Hamas and other resistance groups’ actions have been less deadly than Israel’s by a large margin. Witness these statistics from Israeli human rights organization, B’Tselem:
“Peacetime,” Sept 2000 – Dec 2008
- 136 Israelis killed (14 by rockets)
- 3,000 Gazans killed
Israeli incursion into Gaza, 2008-9 (“to stop rockets”)
- 9 Israelis killed (4 by rockets)
- 1400 Palestinians killed
“Peacetime,” 2009-2012
- 3 Israelis killed (by rockets)
- 291 Palestinians killed
Israeli incursion into Gaza, 2012 (“to stop rockets”)
- 6 Israelis killed (by rockets)
- 174 Palestinians killed
“Peacetime,” 2012-14
- 1 Israeli killed (not by a rocket)
- 27 Palestinians killed
Israeli incursion into Gaza, 2014 (“to stop rockets”)
- 72 Israelis killed (17 by rockets)
- 2,200 Palestinians killed
Gaza/Israel since 2014
- 5 Israelis killed (1 by Gazan sniper, 4 by rockets)
- over 400 Gazans killed (most by Israeli snipers)
It is perhaps not surprising that multiple human rights organizations have placed the blame for the humanitarian crisis squarely on Israel’s shoulders.
For a Timeline of deaths in the conflict go here.

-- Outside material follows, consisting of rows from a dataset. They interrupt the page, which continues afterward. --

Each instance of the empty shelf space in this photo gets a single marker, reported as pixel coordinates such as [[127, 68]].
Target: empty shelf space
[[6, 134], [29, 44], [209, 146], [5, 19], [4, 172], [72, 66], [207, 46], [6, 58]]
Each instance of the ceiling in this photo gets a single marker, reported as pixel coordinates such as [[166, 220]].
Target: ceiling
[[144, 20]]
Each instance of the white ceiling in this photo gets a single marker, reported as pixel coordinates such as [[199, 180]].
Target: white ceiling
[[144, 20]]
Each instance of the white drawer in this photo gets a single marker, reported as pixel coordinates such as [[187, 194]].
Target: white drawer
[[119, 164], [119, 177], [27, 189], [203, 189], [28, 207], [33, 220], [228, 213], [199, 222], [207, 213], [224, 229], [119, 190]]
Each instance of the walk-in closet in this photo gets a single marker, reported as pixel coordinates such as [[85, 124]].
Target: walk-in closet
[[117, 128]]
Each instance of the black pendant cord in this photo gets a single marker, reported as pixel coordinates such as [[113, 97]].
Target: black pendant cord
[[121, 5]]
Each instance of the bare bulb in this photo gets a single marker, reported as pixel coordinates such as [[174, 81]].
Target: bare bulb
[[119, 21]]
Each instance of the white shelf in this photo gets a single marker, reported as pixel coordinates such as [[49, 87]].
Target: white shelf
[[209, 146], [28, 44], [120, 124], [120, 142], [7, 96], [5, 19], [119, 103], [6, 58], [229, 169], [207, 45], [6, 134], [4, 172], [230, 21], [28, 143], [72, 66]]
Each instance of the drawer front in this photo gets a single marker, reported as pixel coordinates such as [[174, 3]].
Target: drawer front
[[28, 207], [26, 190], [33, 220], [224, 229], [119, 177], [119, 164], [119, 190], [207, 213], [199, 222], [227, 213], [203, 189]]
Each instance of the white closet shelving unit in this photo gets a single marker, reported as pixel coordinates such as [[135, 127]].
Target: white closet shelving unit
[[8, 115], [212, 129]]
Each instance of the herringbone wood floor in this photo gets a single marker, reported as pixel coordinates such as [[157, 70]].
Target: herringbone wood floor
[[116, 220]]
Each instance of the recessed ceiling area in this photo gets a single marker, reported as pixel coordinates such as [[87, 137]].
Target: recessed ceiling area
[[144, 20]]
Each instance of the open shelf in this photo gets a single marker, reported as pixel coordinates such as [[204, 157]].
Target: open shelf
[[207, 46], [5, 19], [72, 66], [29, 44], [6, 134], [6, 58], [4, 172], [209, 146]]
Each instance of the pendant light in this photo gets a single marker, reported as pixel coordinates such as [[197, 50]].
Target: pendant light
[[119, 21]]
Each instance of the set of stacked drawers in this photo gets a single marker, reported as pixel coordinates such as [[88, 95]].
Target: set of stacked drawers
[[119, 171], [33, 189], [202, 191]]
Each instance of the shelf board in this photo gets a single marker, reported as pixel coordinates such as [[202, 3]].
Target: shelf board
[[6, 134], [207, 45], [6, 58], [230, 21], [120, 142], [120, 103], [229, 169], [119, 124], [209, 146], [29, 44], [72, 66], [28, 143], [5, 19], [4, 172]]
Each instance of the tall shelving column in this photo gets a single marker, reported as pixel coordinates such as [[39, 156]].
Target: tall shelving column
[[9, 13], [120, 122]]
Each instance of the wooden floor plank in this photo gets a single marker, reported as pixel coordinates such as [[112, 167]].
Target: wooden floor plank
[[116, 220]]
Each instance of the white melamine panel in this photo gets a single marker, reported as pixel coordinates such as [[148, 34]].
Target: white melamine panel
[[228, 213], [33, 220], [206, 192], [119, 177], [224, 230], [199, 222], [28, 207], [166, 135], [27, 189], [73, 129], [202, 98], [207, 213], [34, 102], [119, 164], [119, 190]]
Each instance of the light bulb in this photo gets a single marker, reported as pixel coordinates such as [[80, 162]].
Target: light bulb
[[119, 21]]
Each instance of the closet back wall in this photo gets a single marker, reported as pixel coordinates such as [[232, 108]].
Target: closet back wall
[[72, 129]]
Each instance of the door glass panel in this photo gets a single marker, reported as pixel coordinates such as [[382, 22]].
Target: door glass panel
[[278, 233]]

Elephants in basic expectations of the “Peace” Plan
Basic expectations of the Kushner Plan are unsound, blatantly partisan, and tell only the convenient parts of the story:
There will be no population transfer
“Peace should not demand the uprooting of people – Arab or Jew – from their homes. Such a construct, which is more likely to lead to civil unrest, runs counter to the idea of co-existence.”
This is a handy position to take after Israel has illegally transferred 600,000 Jews onto West Bank and East Jerusalem land stolen from Palestinians. “No population transfer” would have been a useful policy in 1948, to stop the Zionist army from depopulating hundreds of Palestinian villages and exiling 750,000 Palestinians, and then refusing to allow them to return. Transfer of population into occupied territory has been against international law since the Fourth Geneva Convention was ratified in 1949.
The transfer of Israeli Jews from their settlements back to Israel (also stolen) no doubt would cause “civil unrest,” but it was a grave error to position them in someone else’s land to begin with.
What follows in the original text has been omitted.